“When I park the car at the factory, there’s a piece of gaffer tape they’ve put on the floor, I’ve got to walk from the gaffer tape all the way through to my office without talking to anyone at all. Apparently I keep interfering.”
That’s one approach an Australian family business has recently resorted to, to deal with the sticky issue of transition in the family company. And, Robin Buckham, CEO of the Family Business Australia hears plenty of similar war stories.
Business challenges vary, but in a family business, communication issues sit at the heart of many problems, and the solution says Buckham, lies in establishing governance mechanisms that allow for greater agreement and communication.
Vision and the Prince Charles problem
“There’s what we call the Prince Charles problem,” she explains. Different generations are ready with a new vision, doing things online, taking the business into China, for example, but they feel held up by the generation before them, a generation that were the entrepreneurs but are now luddites.”
“Family businesses need an agreed vision. And many of our members find that the value is as much in having the conversation and creating the vision as it is in the statement itself.”
Family businesses need an agreed vision. And many of our members find that the value is as much in having the conversation and creating the vision as it is in the statement itself.
There are 480,000 family businesses in Australia ranging from the local corner store to the Rinehart family’s Hancock Prospecting. They are a cornerstone of Australia’s economic development and employment base.
The Family Business Survey 2015 produced in partnership between KPMG and The University of South Australia found that 80% of family companies have experienced more conflict over the past 12 months than in the previous 12 months. The survey ranked friction over vision, goals and values as the number one source of conflict.
The elephant in the room that looms largest is the issue of transition: when will it happen, and what will it mean?
Creating a shared vision provides an excuse to bring everyone together to plan for the future and identify the issues before they become a problem. “It’s about naming the values – there’ll be there, even if you don’t like it. Naming the elephant is the first step to dealing with it.,” says Buckham.

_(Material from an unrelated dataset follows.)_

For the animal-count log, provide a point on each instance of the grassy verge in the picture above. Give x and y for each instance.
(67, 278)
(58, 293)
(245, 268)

In fact, the development of a shared vision for a family business and the associated mission and strategy can be the very thing that distinguishes outstanding family enterprise performance. Research has shown that family businesses outperform public companies on key dimensions such as stock price and return on equity, according to INSEAD’s Wendell International Centre for Family Enterprise.
The clarity a business creates when setting a vision is particularly important when the business includes managers from outside the family. If the family owners are not united, committed, and responsible, managers are constrained in their effectiveness. When owners are clear about their values and the direction, the business’ culture is stronger and this impacts positively on performance.